In February 2023, U.S. District Judge Franklin Valderrama sided with Townstone and dismissed the CFPB's case. In the ruling Valderrama agreed the CFPB had misapplied the ECOA, saying the law "unambiguously prohibits discrimination of 'applicants,' and not 'prospective applicants.'

"The CFPB cannot regulate outside the bounds of the ECOA, and the ECOA clearly marks its boundary with the term 'applicant,'" Valderrama said in his order dismissing the action.

Valderrama did not address Townstone's claims that application of "Regulation B" in the manner sought by the CFPB in this case would violated the First Amendment, because the judge said Regulation B under the ECOA could not be applied so broadly to include not only actual applicants, but also people who may possibly apply for a loan.

On appeal, Judge Sykes and her Seventh Circuit colleagues on the panel, Judges Kenneth F. Ripple and Ilana D. Rovner, said Valderrama got the law wrong.

They said they believed a reading of the ECOA law "as a whole" and in a "broader context" revealed that Valderrama's interpretation of the term "applicants" was too narrow.

"Reading the statutory language as a whole, including the strong congressional direction that the cognizant agencies and the Department of Justice prevent 'circumvention and evasion,' makes clear that the prohibition against discouragement must include the discouragement of prospective applicants," Sykes wrote.

"... Indeed, the ECOA’s scope of prohibition prohibits discrimination 'with respect to any aspect of a credit transaction,'" Sykes said. "Congress well understood that 'any aspect of a credit transaction' had to include actions taken by a creditor before an applicant ultimately submits his or her credit application."

In the ruling, the appellate judges claimed their decision took into account a relevant recent U.S. Supreme Court decision in the case known as Loper Bright v Raimondo. The Loper Bright decision overturned a legal regime known as "Chevron deference," dating back to a 1984 Supreme Court decision, which had established a system of review that required and conditioned courts to readily accept the interpretation of laws by government regulatory agencies when regulations are challenged in court.

Earlier this month, following the Loper Bright decision, the two sides had filed communications with the Seventh Circuit judges concerning the impact of the Supreme Court ruling on this case.

The CFPB claimed Loper Bright changed nothing, because the CFPB's interpretation of the ECOA law is correct.

Townstone's attorneys, however, asserted Loper Bright backs their contention that Valderrama's decision was correct.

"The Court confirmed that ... it is the duty of courts, not agencies, to say what the law is," wrote Townstone attorney Steven M. Simpson, of the Pacific Legal Foundation.
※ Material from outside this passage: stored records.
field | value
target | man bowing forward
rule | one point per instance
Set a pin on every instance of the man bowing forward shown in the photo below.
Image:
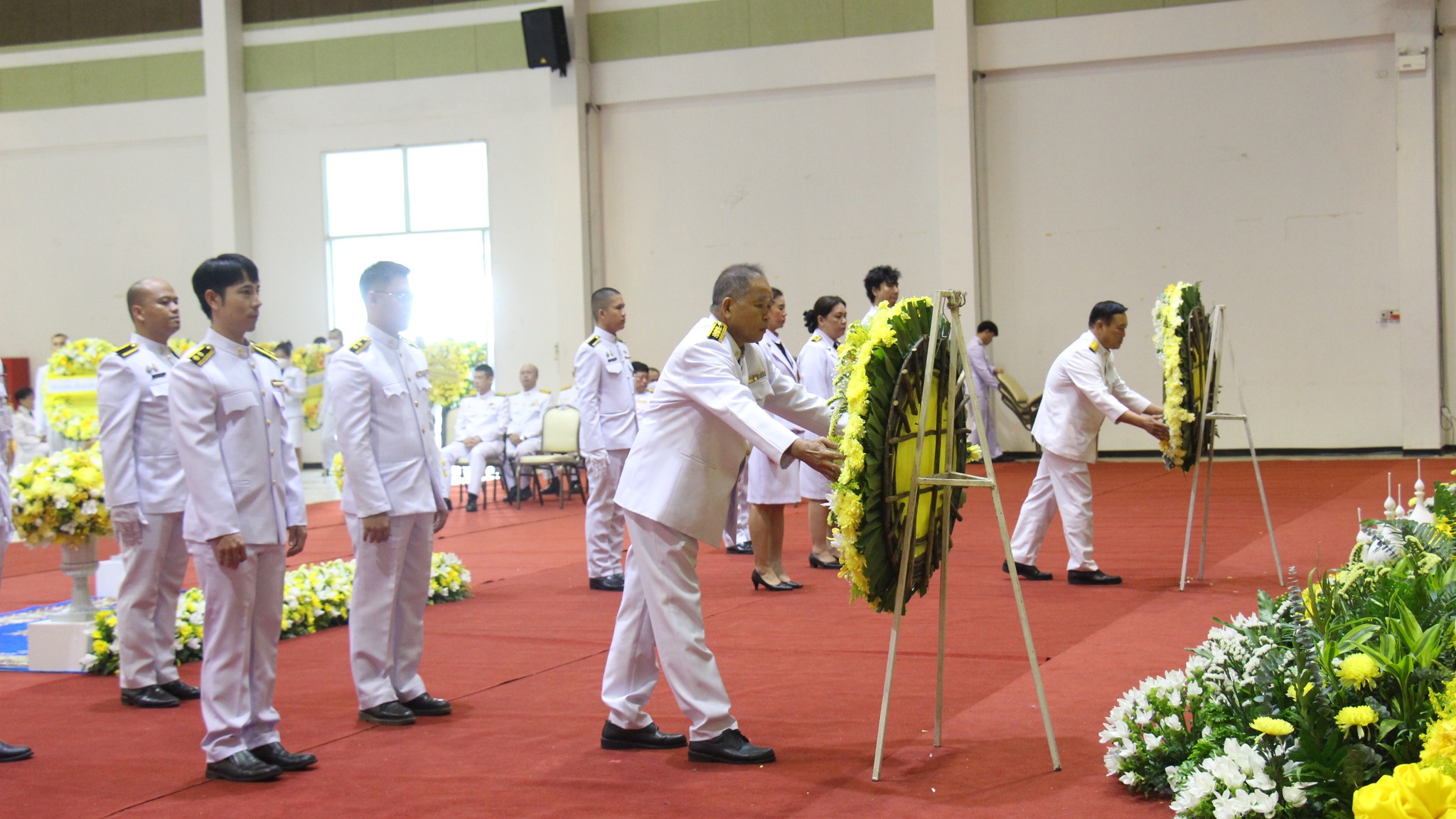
(714, 398)
(393, 500)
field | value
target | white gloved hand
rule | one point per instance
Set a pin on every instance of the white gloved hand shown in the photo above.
(126, 520)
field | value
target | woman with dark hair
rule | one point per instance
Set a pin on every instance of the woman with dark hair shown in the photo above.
(826, 324)
(771, 488)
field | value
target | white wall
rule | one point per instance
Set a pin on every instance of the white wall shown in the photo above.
(1265, 173)
(815, 184)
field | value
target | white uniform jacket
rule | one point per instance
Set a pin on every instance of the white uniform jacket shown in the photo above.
(817, 362)
(139, 452)
(712, 401)
(1082, 388)
(528, 408)
(380, 388)
(235, 446)
(482, 417)
(604, 392)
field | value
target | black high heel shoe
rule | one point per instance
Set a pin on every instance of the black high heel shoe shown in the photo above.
(759, 580)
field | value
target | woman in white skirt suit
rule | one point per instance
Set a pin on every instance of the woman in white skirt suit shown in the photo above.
(771, 487)
(826, 324)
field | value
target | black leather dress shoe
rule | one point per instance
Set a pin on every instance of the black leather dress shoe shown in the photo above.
(181, 690)
(1096, 577)
(387, 714)
(1028, 572)
(276, 754)
(730, 746)
(609, 583)
(427, 706)
(615, 738)
(14, 752)
(244, 767)
(149, 697)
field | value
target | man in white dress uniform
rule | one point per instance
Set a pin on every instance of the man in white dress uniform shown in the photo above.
(393, 500)
(1082, 390)
(479, 432)
(712, 401)
(603, 381)
(244, 518)
(523, 432)
(987, 387)
(8, 752)
(146, 496)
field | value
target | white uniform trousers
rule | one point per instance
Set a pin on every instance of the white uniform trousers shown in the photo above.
(240, 624)
(1066, 486)
(736, 527)
(387, 608)
(663, 609)
(513, 452)
(482, 452)
(604, 522)
(992, 446)
(147, 602)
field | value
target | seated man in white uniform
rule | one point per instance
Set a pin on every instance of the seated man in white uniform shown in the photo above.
(714, 398)
(523, 432)
(1082, 390)
(882, 284)
(479, 430)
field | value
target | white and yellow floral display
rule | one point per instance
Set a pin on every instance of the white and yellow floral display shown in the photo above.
(58, 499)
(316, 596)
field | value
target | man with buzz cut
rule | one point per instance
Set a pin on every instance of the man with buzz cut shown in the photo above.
(146, 496)
(712, 402)
(608, 429)
(244, 519)
(393, 500)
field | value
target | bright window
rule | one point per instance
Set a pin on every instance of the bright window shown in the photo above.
(422, 208)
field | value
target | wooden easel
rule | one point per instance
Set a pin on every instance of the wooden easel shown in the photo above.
(1210, 391)
(948, 308)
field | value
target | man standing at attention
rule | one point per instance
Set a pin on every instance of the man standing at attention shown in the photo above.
(1082, 388)
(714, 398)
(604, 372)
(244, 518)
(146, 496)
(479, 432)
(393, 500)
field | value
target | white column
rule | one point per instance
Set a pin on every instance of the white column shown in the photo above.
(569, 191)
(226, 126)
(1417, 229)
(956, 148)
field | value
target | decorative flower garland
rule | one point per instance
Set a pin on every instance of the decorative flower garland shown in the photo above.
(1183, 369)
(1337, 700)
(58, 499)
(869, 360)
(316, 596)
(70, 408)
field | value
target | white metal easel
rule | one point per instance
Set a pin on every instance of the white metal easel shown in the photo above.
(948, 308)
(1210, 397)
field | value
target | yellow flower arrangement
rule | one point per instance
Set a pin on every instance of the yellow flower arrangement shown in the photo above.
(60, 499)
(316, 596)
(1359, 670)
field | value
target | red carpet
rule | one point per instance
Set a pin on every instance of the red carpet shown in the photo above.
(523, 659)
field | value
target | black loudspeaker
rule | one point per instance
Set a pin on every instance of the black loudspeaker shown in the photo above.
(547, 44)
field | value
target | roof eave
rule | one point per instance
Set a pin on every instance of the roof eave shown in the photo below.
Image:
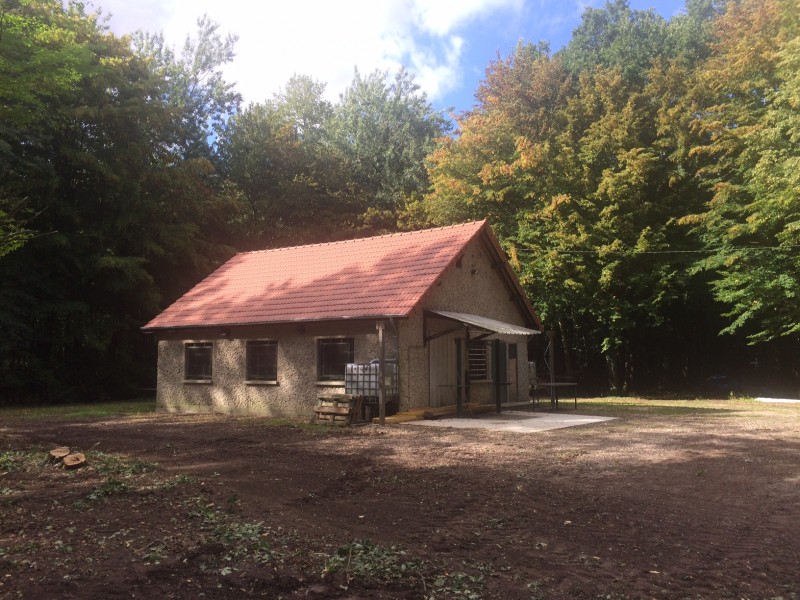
(160, 329)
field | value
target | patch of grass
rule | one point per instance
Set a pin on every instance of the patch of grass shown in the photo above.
(368, 562)
(93, 410)
(456, 585)
(624, 406)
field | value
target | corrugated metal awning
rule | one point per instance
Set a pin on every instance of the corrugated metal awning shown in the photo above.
(485, 323)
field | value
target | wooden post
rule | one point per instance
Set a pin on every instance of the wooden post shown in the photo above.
(381, 374)
(551, 358)
(465, 364)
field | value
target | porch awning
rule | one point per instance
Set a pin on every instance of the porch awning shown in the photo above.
(485, 323)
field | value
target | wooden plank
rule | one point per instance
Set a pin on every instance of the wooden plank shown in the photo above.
(332, 410)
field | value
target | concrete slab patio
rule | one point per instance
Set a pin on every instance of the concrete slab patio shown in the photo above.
(514, 421)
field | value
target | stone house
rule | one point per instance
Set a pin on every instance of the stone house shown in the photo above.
(270, 331)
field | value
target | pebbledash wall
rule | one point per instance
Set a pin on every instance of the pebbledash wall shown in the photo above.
(296, 390)
(473, 286)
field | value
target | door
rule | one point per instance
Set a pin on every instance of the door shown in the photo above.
(444, 362)
(500, 371)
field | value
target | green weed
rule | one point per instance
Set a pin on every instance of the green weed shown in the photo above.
(367, 561)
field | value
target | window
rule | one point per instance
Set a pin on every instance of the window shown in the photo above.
(479, 361)
(197, 361)
(332, 356)
(262, 360)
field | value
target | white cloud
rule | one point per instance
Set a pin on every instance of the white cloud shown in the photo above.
(321, 38)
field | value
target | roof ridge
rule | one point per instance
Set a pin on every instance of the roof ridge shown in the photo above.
(361, 239)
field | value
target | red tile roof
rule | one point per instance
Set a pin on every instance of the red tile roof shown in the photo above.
(372, 277)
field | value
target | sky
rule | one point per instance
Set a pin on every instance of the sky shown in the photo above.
(445, 44)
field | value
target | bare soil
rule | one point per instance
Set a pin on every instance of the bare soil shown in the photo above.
(690, 501)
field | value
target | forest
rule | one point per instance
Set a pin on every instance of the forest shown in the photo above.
(644, 181)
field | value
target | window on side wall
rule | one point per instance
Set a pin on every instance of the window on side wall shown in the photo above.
(479, 361)
(262, 360)
(197, 361)
(332, 356)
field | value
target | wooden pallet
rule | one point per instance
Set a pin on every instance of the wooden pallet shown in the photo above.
(338, 409)
(419, 414)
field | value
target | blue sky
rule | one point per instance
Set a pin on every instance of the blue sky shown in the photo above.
(446, 44)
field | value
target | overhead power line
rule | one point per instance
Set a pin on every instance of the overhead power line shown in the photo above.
(632, 252)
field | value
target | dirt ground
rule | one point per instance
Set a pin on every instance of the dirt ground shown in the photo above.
(685, 500)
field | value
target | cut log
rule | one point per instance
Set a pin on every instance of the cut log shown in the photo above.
(74, 460)
(58, 454)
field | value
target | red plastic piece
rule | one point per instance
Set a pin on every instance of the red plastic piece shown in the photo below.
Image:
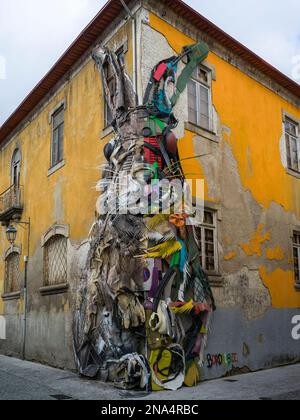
(151, 157)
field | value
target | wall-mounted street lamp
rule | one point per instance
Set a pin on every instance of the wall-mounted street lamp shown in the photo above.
(11, 234)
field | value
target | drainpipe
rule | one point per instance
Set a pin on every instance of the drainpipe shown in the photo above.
(26, 261)
(134, 46)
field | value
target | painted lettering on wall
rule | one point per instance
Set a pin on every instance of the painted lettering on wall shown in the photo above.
(296, 329)
(225, 359)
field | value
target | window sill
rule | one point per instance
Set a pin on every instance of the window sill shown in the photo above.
(293, 173)
(106, 132)
(11, 296)
(56, 167)
(54, 290)
(209, 135)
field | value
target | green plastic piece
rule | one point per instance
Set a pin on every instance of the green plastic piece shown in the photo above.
(196, 56)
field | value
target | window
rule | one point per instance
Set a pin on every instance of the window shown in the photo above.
(55, 261)
(12, 273)
(16, 168)
(111, 83)
(207, 240)
(292, 145)
(199, 98)
(57, 148)
(296, 253)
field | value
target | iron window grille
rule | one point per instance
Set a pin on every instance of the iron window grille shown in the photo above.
(57, 147)
(111, 82)
(55, 261)
(12, 273)
(200, 99)
(207, 241)
(292, 145)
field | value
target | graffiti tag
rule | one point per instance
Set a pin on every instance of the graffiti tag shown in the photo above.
(225, 359)
(296, 329)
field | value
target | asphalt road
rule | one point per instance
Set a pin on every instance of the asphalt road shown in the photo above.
(29, 381)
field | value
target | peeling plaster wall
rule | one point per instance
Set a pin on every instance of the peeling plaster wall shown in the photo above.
(243, 166)
(67, 197)
(257, 202)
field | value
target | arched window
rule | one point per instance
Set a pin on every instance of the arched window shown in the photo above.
(16, 168)
(55, 260)
(12, 273)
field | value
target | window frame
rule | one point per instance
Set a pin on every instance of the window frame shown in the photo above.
(54, 129)
(120, 52)
(288, 139)
(7, 282)
(16, 167)
(296, 246)
(46, 277)
(207, 85)
(202, 228)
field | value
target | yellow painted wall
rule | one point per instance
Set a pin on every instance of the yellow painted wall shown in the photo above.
(69, 195)
(253, 113)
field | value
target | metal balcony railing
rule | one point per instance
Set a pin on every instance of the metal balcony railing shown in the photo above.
(11, 203)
"What the Court did not do in Loper Bright is usher deference out the front door while surreptitiously escorting it back in through the rear, as CFPB seems to think."

The panel asserted in a footnote that the decision was rendered in keeping with Loper Bright, and was not simply the courts accepting the regulatory agency's claims about the law.

However, the Seventh Circuit appeared to readily accept the CFPB's interpretation of the federal lending discrimination law at the heart of the case.

Like Valderrama, the appeals panel did not address the First Amendment claims directly, saying those were not the subject of the appeal. They said Townstone is free to press that defense as the case continues in Chicago federal district court.

The appellate judges further said their decision does not express any conclusions about the merits of Townstone's First Amendment claims or about the CFPB's case against Townstone specifically.

Townstone's attorneys declined to indicate if they may seek to appeal the Seventh Circuit's ruling further and did not address questions from The Record concerning whether they believed the Seventh Circuit panel had adhered correctly to the Loper Bright decision.

In a statement issued following the ruling, Pacific Legal Foundation Senior Attorney Oliver Dunford said:

“We’re disappointed in the decision, which offered only a cursory analysis of the relevant statutes and ignored completely Townstone’s First Amendment arguments. We are considering our options for further review.”